Le point important de l’actualité nationale, la semaine dernière, nous est venu de la dernière session du Comité national économique et financier, dirigé par le ministre des finances, du budget et du portefeuille public, Christian Yoka. Ce dernier nous rassure que l’économie nationale poursuit «une trajectoire encourageante», mais qui demeure encore «fragile». Avec l’année qui s’achève, le taux de croissance de notre P.i.b (Produit intérieur brut) table à 2,8%, contre plus de 1,5% en 2024. Tout ça, c’est positif et effectivement encourageant.
Mais, l’économie ne saurait se dissocier du social, c’est-à-dire «ce qui est construit par l’homme et pour l’homme, en tant qu’être collectif». Si le P.i.b a connu une nette progression au cours de cette année qui s’achève, on peut aussi relever qu’au cours de la même année, le social ne semble pas avoir suivi la même tendance haussière. Au contraire, on peut même parler de dégradation, au regard de l’avalanche des grèves dans le secteur public. L’Université Marien Ngouabi, l’établissement académique d’Etat, est en arrêt de travail depuis bientôt un mois, dans l’indifférence générale. Jusque-là, le gouvernement nous avait habitués à une certaine promptitude dans le dialogue social. Il donne maintenant l’impression d’être excédé, dépassé par les événements qu’il regarde de loin. On peut donc se demander quelle est cette économie qui progresse, sans impact significatif sur le monde du travail?

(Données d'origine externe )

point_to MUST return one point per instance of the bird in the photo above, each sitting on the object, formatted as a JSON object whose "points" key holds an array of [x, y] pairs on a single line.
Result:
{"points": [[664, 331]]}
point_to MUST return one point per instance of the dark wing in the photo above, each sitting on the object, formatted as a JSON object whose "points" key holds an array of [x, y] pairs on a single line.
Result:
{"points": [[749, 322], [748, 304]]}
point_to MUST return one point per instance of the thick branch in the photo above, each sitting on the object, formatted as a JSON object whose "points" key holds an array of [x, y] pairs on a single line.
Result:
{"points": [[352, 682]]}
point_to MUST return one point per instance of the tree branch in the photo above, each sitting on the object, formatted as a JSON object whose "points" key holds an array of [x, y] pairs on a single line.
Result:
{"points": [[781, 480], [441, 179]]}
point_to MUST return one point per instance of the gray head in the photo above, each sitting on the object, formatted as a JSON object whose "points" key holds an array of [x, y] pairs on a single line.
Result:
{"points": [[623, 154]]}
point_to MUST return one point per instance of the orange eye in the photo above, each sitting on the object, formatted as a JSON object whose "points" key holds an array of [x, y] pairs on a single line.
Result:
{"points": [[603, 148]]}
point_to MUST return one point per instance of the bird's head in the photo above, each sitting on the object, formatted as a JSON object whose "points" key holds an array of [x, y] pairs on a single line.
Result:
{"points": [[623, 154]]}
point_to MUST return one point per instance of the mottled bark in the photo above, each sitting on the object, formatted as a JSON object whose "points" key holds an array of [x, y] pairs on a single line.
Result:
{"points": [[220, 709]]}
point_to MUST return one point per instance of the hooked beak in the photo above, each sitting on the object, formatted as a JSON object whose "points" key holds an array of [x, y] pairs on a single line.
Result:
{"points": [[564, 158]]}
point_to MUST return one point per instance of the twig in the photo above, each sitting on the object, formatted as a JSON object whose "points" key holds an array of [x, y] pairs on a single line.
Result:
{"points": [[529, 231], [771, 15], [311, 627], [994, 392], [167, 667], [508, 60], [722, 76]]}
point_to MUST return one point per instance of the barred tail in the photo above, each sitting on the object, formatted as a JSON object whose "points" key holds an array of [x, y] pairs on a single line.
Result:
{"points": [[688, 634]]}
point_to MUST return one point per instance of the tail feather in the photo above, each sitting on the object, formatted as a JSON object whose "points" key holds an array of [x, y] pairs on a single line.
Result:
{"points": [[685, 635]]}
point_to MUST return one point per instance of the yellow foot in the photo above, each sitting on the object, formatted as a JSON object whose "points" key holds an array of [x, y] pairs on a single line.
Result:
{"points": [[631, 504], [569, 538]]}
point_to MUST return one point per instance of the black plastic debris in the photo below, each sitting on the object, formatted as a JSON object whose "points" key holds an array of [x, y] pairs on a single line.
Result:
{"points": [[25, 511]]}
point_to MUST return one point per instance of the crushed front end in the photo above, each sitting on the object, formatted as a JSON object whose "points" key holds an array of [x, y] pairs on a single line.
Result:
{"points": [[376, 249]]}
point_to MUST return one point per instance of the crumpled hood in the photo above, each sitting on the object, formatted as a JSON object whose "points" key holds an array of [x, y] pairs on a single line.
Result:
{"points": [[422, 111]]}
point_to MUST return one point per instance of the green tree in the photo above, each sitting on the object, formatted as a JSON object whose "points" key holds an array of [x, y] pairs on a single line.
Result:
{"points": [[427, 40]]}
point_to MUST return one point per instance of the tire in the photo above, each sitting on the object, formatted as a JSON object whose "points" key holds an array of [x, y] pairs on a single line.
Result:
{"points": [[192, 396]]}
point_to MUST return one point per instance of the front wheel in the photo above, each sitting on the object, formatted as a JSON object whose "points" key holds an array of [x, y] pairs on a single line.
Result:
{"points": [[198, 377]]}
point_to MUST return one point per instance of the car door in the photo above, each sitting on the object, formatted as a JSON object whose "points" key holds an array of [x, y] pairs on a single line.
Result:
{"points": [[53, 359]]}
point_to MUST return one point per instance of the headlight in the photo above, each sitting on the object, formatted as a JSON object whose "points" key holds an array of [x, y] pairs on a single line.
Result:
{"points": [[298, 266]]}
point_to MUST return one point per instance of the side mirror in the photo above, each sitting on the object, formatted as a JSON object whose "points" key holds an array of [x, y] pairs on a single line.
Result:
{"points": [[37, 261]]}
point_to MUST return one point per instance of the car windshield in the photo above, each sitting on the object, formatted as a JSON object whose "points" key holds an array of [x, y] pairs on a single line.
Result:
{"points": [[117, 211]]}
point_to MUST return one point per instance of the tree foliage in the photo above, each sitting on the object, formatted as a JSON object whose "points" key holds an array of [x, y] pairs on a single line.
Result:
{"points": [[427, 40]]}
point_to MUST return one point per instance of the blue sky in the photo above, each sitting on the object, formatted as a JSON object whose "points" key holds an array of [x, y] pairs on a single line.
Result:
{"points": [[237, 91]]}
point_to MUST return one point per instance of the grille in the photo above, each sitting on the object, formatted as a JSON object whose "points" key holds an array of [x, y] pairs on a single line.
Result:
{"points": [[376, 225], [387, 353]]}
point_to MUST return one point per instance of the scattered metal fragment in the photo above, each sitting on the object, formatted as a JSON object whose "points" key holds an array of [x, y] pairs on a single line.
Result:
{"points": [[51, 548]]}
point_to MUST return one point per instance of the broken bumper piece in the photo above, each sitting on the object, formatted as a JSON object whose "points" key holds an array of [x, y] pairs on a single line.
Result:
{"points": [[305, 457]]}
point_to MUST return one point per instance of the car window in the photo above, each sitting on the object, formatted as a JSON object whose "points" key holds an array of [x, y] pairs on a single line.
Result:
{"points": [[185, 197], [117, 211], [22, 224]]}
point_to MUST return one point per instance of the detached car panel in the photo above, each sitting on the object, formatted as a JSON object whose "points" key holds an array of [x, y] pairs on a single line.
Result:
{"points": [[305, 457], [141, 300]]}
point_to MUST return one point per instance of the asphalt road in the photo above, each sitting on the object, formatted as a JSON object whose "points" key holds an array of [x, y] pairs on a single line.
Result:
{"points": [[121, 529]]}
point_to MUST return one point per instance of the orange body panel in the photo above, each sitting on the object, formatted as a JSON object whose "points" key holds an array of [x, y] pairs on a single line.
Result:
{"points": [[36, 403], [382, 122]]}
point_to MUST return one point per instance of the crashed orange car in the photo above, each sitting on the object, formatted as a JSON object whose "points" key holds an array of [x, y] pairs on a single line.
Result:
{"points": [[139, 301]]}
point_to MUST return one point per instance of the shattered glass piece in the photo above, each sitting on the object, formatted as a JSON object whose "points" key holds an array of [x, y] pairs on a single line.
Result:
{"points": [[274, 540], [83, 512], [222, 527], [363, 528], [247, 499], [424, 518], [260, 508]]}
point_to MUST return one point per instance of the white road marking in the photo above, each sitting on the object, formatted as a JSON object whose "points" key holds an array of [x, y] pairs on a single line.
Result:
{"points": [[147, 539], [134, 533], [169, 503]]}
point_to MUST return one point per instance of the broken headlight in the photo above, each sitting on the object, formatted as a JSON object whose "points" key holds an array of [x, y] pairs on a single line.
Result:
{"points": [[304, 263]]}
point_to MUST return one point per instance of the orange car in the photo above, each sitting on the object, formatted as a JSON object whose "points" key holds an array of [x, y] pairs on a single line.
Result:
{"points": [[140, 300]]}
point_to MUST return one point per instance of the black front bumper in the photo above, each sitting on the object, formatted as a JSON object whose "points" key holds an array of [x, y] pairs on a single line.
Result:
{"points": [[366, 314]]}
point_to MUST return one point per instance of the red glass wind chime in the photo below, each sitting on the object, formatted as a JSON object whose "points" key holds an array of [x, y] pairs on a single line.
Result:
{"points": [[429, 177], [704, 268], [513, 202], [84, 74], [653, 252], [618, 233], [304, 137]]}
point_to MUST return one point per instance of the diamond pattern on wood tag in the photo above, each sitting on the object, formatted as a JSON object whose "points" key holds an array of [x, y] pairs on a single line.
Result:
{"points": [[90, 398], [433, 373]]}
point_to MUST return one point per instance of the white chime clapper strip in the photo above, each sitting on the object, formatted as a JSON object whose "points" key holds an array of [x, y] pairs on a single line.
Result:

Le ministre des finances se réjouit de ce que le pays a retrouvé sa crédibilité sur le marché financier international où, début novembre dernier, il a réalisé une importante opération de levée de fonds. Mais, quel est l’impact de cet apport financier sur le social des Congolais, quand on voit par exemple les opérateurs économiques nationaux, c’est-à-dire l’élite congolaise en matière d’action économique, venir s’affaler au Ministère des finances, comme «les misérables» de Victor Hugo (roman), pour réclamer leur dû? Quel développement le Congo espère-t-il, en réduisant à la misère ses élites (universitaires, opérateurs économiques, travailleurs, étudiants)? Entendre qu’il y a la grève dans les hôpitaux devrait mettre mal à l’aise nos dirigeants. Chez nous, c’est devenu normal que les hôpitaux soient en grève. Tout est devenu justifiable: même les pénuries d’eau courante dans les grands centres urbains, 65 ans après l’indépendance. Comment alors parler de bien-être des populations?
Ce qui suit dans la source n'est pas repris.